TOKYO (BLOOMBERG) - Asian stocks fell as investors awaited an update from the Federal Reserve on U.S. monetary policy and a meeting of euro-area finance ministers with Greece.
The MSCI Asia Pacific Index retreated 0.1 per cent to 147.26 as of 9:01 a.m. in Tokyo. The gauge lost 0.5 per cent on Monday after the latest round of negotiations between Greece and its creditors fell apart. The Fed starts a two-day policy meeting Tuesday. While U.S. data from hiring to spending have indicated the economy improved after a first-quarter slump, reports Monday showed an unexpected decline in factory output.
"All week it will be about Greece and the Fed," Stan Shamu, Melbourne-based market strategist at IG Ltd., said by phone. "We might start to see the Fed getting a little bit more upbeat and that could cause some volatility. Most traders want to be cautious first and react after we see what happens toward the back end of the week with Greece. For now, there will continue to be that element of caution in the market."
European policy makers urged Greece to make the concessions needed to unlock bailout aid, with a June 18 meeting of finance ministers the next opportunity for a showdown between the nation and its creditors.
Japan's Topix index lost 0.4 per cent. South Korea's Kospi index added 0.1 per cent and Australia's S&P/ASX 200 Index was little changed. New Zealand's NZX 50 Index slid 0.1 percent.
E-mini futures on the Standard & Poor's 500 Index fell 0.1 per cent. The underlying gauge sank 0.5 percent on Monday.

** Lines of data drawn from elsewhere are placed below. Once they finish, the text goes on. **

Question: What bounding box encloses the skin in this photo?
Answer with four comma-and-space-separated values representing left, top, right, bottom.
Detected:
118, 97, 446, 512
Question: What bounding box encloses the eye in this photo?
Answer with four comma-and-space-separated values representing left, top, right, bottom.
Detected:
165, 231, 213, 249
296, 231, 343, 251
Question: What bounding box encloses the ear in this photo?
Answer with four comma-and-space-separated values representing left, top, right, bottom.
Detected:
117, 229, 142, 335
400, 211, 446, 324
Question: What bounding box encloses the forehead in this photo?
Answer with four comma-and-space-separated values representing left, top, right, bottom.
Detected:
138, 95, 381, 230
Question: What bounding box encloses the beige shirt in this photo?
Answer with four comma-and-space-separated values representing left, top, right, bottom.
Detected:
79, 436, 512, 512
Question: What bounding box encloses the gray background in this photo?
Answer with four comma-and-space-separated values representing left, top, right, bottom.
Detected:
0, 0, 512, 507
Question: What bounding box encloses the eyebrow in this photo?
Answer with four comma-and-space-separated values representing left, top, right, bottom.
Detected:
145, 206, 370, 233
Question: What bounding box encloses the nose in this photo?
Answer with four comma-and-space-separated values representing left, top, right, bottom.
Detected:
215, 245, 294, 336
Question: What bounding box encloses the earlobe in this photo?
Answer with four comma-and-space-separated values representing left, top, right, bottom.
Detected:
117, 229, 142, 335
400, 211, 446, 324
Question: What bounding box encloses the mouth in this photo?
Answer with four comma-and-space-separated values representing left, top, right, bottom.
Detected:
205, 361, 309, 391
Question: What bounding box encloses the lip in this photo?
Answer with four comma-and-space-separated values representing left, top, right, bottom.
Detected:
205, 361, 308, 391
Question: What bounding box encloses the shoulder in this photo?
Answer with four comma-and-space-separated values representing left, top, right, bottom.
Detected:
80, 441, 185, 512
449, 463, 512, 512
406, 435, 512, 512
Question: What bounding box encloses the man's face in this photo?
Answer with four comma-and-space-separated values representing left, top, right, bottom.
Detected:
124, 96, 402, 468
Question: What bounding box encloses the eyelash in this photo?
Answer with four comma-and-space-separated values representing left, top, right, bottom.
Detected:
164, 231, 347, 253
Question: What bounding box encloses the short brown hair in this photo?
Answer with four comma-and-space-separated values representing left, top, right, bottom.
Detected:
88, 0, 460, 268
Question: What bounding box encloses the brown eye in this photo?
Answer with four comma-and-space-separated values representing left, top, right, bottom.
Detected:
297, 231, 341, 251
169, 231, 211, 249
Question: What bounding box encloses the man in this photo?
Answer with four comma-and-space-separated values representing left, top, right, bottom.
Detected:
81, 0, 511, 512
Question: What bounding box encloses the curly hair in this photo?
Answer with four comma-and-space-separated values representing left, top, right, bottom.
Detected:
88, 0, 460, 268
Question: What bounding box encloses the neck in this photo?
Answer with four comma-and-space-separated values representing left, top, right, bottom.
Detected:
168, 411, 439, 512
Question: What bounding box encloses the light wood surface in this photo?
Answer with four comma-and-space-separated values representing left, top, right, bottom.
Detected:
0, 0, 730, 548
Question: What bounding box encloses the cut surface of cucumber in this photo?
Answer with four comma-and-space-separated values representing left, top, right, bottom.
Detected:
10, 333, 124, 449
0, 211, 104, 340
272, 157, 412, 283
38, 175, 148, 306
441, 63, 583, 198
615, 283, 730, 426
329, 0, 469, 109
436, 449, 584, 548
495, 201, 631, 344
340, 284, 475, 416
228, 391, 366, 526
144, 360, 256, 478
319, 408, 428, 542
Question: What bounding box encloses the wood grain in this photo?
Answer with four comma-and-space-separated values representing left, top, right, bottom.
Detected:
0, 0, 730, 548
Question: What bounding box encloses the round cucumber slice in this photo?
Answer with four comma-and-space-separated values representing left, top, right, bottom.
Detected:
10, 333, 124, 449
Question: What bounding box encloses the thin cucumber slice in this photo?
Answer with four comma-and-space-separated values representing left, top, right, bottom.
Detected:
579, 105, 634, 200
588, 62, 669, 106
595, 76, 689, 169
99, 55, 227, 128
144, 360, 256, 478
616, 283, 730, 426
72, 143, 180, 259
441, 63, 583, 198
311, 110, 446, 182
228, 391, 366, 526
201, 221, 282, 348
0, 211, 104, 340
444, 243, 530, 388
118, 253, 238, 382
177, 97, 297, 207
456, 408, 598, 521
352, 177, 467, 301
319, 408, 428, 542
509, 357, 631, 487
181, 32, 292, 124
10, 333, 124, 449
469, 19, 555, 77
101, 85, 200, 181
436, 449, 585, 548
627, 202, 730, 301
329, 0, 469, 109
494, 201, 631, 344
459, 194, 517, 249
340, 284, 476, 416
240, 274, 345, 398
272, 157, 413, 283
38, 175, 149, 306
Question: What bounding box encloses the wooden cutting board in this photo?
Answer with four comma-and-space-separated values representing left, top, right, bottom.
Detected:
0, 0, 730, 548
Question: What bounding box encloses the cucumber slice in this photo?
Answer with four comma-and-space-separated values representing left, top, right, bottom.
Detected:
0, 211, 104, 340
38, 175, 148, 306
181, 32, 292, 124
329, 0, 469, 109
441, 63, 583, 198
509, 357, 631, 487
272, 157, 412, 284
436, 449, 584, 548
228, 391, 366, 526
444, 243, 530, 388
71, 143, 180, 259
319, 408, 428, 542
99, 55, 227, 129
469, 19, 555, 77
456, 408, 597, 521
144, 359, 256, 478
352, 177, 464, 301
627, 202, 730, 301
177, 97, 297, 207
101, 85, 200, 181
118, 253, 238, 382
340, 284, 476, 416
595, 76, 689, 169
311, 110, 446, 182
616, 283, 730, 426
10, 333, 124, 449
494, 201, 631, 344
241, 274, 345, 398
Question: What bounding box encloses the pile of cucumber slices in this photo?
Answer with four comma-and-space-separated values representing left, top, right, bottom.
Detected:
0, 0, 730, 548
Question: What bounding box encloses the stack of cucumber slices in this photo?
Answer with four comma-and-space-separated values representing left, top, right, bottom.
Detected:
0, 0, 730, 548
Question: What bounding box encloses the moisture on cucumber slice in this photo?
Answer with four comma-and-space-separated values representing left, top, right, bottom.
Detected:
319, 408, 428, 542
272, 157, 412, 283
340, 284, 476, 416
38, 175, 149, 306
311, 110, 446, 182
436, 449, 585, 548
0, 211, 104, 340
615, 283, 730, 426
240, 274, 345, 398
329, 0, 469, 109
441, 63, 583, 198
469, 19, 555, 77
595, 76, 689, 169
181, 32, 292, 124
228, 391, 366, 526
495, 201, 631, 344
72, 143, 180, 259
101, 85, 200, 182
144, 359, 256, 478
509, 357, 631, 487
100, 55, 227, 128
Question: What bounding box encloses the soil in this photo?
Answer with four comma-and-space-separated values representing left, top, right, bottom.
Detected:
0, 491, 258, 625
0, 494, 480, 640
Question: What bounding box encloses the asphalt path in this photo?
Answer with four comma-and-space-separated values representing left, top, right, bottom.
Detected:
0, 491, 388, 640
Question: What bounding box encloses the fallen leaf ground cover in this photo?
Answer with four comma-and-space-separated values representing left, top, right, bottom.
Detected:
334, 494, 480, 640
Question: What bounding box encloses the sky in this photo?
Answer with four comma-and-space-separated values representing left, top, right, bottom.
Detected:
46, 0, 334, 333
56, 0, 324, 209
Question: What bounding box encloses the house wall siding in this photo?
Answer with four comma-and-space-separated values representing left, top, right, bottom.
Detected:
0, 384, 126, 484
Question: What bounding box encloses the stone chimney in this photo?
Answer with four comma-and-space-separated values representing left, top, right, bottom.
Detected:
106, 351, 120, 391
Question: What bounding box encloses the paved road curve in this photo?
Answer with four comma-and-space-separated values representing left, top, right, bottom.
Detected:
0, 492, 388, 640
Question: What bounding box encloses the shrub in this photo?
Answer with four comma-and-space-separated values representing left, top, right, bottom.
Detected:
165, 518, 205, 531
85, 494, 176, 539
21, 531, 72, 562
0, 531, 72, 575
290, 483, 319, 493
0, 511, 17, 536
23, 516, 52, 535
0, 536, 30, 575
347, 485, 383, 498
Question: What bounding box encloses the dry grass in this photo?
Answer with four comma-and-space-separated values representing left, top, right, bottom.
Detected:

Factory production unexpectedly declined in May as the slump in energy output deepened.
Futures on Hong Kong's Hang Seng Index lost 0.5 per cent and contracts on the Hang Seng China Enterprises Index of mainland firms listed in the city slid 0.6 per cent in most recent trading.
The Shanghai Composite Index dropped 2 per cent on Monday, falling from its highest level in seven years, amid concern a flood of share sales may lure funds away from existing equities.